ヘチマコロン物語第12話イメージ 竹久夢二は大正ロマンを代表する画家として有名ですが、多くの詩や歌謡を手がけた詩人でもありました。「待てど暮せど 来ぬひとを 宵待草の やるせなさ こよひは月も 出ぬさうな」――詩「宵待草」は、中でも代表作。宮内省雅楽部のバイオリニスト多忠亮が曲をつけセノオ楽譜として出版されて大ヒット。今日でも多くの人々に愛唱されています。実は宵待草という植物はなく、正しくは月見草の仲間のマツヨイグサ(待宵草)。避暑地で出会った女性への想い、恋の切なさと儚さを、一夜花に見立てて謳ったのです。

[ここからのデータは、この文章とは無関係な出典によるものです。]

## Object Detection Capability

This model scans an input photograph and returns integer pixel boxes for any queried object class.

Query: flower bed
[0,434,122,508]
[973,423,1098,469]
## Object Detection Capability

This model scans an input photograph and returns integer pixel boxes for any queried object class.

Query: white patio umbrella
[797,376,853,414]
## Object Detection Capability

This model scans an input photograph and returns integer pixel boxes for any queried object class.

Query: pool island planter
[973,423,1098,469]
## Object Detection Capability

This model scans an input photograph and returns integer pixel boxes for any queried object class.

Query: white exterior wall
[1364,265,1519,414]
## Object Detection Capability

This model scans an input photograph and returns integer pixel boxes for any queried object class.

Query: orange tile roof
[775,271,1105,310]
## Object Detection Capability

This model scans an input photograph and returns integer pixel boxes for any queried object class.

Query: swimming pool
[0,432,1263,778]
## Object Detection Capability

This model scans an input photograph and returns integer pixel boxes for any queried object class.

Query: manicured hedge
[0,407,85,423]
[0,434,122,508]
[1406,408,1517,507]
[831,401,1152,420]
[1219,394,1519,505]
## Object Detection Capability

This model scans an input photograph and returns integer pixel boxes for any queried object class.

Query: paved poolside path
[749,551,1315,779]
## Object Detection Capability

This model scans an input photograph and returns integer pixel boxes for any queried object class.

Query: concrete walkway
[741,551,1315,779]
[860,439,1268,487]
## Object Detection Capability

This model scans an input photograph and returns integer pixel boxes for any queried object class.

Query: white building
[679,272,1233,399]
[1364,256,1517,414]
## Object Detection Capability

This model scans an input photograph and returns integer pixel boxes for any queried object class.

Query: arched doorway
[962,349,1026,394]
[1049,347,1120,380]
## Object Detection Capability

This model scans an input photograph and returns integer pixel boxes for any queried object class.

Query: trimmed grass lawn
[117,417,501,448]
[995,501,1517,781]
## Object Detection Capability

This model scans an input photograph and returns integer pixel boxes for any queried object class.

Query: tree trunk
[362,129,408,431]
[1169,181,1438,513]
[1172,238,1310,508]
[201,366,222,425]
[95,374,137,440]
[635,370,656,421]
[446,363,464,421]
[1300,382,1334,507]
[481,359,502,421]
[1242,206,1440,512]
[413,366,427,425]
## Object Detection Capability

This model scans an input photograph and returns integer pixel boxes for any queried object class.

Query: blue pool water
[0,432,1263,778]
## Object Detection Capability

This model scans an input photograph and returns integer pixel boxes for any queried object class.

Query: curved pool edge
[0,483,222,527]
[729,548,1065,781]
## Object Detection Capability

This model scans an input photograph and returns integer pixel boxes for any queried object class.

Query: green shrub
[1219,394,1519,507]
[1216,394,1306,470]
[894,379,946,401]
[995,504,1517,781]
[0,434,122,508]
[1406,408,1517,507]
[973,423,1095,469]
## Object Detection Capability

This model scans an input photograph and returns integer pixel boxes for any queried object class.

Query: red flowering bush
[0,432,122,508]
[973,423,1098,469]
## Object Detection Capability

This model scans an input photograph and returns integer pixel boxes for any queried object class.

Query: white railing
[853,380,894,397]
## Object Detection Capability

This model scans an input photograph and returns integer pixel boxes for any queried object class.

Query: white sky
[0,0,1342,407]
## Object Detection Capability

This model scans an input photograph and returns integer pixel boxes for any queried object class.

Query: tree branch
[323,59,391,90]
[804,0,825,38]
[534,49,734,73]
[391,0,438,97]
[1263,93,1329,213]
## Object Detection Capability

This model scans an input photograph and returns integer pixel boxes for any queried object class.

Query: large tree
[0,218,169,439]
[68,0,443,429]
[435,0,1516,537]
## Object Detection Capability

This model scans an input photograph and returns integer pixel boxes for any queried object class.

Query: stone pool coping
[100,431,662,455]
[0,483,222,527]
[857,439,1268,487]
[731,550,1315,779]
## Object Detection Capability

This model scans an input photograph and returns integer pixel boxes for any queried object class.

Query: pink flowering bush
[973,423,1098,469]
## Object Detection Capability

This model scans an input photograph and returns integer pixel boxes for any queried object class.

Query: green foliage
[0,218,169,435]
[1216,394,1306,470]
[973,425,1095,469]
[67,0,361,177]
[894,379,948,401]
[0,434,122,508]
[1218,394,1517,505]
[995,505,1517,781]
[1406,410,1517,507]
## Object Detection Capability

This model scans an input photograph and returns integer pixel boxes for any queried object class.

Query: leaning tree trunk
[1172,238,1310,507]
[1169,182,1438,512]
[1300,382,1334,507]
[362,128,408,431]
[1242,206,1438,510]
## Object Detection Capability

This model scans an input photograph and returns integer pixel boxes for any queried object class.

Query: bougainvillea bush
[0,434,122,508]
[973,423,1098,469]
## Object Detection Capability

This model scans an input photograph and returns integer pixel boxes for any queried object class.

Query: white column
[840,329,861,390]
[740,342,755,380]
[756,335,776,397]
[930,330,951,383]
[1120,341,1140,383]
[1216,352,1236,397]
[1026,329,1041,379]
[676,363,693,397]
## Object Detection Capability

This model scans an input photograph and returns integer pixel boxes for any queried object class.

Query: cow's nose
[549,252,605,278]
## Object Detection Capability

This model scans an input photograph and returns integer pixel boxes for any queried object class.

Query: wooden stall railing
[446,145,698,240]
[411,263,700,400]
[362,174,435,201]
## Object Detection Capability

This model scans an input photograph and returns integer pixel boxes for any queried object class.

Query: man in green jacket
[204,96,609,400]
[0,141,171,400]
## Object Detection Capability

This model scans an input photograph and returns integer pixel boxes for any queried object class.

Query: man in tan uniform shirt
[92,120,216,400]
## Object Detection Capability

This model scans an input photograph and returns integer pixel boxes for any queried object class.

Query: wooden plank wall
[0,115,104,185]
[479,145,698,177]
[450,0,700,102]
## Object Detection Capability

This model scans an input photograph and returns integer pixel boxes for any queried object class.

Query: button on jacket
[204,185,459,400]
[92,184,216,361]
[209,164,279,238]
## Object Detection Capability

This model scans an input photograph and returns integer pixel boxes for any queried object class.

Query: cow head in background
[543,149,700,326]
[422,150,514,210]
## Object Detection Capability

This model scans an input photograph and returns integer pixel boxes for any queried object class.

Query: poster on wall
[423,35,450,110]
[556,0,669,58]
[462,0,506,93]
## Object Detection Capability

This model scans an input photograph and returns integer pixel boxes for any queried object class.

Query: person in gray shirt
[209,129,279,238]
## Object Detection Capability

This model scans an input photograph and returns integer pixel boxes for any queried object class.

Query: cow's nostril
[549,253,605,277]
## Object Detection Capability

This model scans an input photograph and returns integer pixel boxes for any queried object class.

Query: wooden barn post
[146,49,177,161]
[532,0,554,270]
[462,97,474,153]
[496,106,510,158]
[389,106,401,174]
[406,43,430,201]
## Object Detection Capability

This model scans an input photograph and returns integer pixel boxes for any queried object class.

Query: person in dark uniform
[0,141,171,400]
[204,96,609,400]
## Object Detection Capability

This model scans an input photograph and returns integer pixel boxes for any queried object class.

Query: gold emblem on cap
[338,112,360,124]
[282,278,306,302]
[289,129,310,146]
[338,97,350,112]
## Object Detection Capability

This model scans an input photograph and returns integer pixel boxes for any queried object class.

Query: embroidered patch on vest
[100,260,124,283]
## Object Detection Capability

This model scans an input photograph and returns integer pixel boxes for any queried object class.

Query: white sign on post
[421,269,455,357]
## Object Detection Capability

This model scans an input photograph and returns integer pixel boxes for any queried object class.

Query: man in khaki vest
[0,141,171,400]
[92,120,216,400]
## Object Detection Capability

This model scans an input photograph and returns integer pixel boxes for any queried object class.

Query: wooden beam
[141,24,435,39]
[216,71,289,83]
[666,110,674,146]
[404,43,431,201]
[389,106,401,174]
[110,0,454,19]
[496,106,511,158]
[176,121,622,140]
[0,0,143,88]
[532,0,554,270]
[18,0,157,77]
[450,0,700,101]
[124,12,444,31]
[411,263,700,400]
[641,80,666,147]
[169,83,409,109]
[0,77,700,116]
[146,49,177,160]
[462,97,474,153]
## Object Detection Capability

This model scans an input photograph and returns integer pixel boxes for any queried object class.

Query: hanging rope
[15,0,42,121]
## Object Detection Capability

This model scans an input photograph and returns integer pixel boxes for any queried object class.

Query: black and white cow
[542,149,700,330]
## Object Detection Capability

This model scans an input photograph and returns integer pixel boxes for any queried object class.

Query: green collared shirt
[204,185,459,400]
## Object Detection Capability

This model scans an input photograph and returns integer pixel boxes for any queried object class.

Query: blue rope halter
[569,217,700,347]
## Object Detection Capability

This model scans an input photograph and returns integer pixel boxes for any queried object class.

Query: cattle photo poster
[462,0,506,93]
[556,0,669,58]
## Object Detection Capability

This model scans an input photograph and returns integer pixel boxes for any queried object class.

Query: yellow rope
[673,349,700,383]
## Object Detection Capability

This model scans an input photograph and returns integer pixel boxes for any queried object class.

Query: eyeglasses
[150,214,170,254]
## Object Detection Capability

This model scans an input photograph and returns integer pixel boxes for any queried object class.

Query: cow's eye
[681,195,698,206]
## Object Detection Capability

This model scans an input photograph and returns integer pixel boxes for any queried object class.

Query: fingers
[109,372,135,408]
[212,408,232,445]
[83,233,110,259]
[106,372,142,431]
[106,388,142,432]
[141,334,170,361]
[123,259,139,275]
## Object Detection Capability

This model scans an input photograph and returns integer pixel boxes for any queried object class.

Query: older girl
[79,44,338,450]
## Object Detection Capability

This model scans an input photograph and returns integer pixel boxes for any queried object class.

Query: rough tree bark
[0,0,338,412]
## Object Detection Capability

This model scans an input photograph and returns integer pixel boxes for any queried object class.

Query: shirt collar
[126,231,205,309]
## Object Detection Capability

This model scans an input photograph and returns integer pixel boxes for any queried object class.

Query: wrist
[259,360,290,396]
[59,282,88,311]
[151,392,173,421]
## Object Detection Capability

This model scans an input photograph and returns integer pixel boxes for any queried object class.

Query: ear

 「うつら春の日 夢心地 ヘチマコロンの にほやかさ 肌はほのぼの 小麦いろ とてもイットが なやましい コロンコロン ヘチマコロン」――これは「ヘチマコロンの唄」の一節(詳しくはアド・ヒストリーをご覧ください)。春の章は何ともセクシーです。「イット」とは、クララ・ボウ主演でヒットしたお色気映画のタイトル。当時の世相には露骨すぎる「性的魅力」という言葉が、イットに置き換えられて流行したのです。「ヘチマコロンの唄」は恋する女性の揺れる心、もどかしさが、香ってくるようです。
 夢二自身は、自分の詩を小唄と称したそうです。時には七五調の平明で何より口ずさみやすい詩形が夢二の詩の特徴です。「いさよいの晩、私は泣きながら生まれた。その時、みんな笑った。死ぬときには、私笑ってゐたいとおもふ。そして、みんなを泣かせてやりたい」(「夢二画集 春の巻」より)夢二が書こうとした「詩」の世界は、普通の庶民の喜びや悲しみ、寂しさ、やるせなさ、はかなさ・・。「夢二画集 春の巻」の序文で彼は次のように書いています。「私は詩人になりたいと思った。けれど、私の詩稿はパンの代わりにはなりませぬでした」。だから夢二は、絵という形式で「詩」を書こうとしたのです。